7. The heat transfer composition of claim 4 wherein said at least one compound according to AMD1 comprises ADM6.

8. The heat transfer composition of claim 6 wherein said stabilizer comprises from about 40% by weight to about 99.9% of said AN4 and from 0.05% to about 50% by weight of said ADM4 based on the weight of the stabilizer.

9. The heat transfer composition of claim 7 wherein said stabilizer comprises from about 40% by weight to about 99.9% of said AN4 and from 0.05% to about 50% by weight of said ADM6 based on the weight of the stabilizer.

10. The heat transfer composition of claim 8 wherein said alkylated naphthalene comprises AN5.

11. The heat transfer composition of claim 10 wherein said stabilizer further comprises a phenol.

12. The heat transfer composition of claim 8 wherein said compound according to ADM1 consists essentially of ADM4.

13. The heat transfer composition of claim 9 wherein said compound according to ADM1 consists essentially of ADM6.
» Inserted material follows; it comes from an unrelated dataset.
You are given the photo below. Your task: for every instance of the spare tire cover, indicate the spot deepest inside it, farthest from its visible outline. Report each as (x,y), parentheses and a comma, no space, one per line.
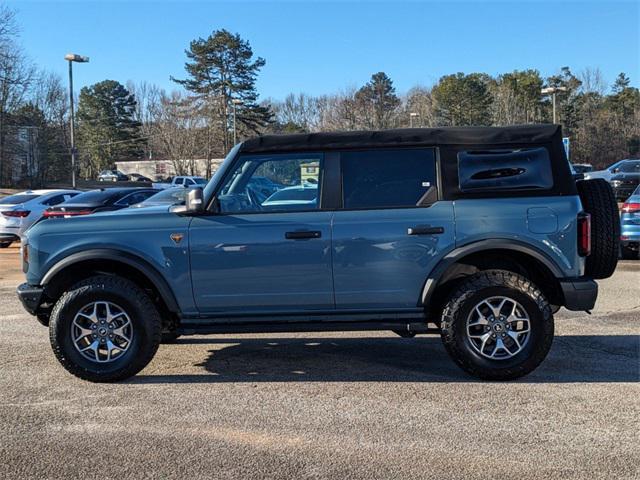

15. The heat transfer composition of claim 1 wherein said stabilizer further comprises a triaryl phosphate.

16. The heat transfer composition of claim 1 wherein said stabilizer further comprises a trialkyl phosphate.

17. A heat transfer composition comprising refrigerant, lubricant and stabilizer, said refrigerant comprising from about 5% by weight to 100% by weight of trifluoroiodomethane (CF3I), said lubricant comprising polyol ester (POE) lubricant and/or polyvinyl ether (PVE) lubricant, and said stabilizer comprising AN5 and an ADM comprising ADM4, ADM6 and combinations of these, wherein said AN5 and ADM together comprises from 1% to less than 10% by weight based on the weight of the AN5, ADM and the lubricant.

18. The heat transfer composition of claim 17 wherein said refrigerant consists essentially of the following three compounds, with each compound being present in the following relative percentages:

about 49% by weight difluoromethane (HFC-32),

about 11.5% by weight pentafluoroethane (HFC-125), and

about 39.5% by weight trifluoroiodomethane (CF3I).

19. The heat transfer composition of claim 17 wherein said refrigerant consists essentially of the following three compounds, with each compound being present in the following relative percentages:

about 41% by weight difluoromethane (HFC-32),

about 3.5% by weight pentafluoroethane (HFC-125), and

about 55.5% by weight trifluoroiodomethane (CF3I).

20. A heat transfer composition comprising refrigerant, lubricant and stabilizer, said refrigerant comprising from about 5% by weight to 100% by weight of trifluoroiodomethane (CF3I), said lubricant comprising polyol ester (POE) lubricant and/or polyvinyl ether (PVE) lubricant, and said stabilizer comprising AN10 and ADM6, wherein said AN10 and ADM6 together comprises from 1% to less than 10% by weight based on the weight of the AN10, ADM6 and the lubricant.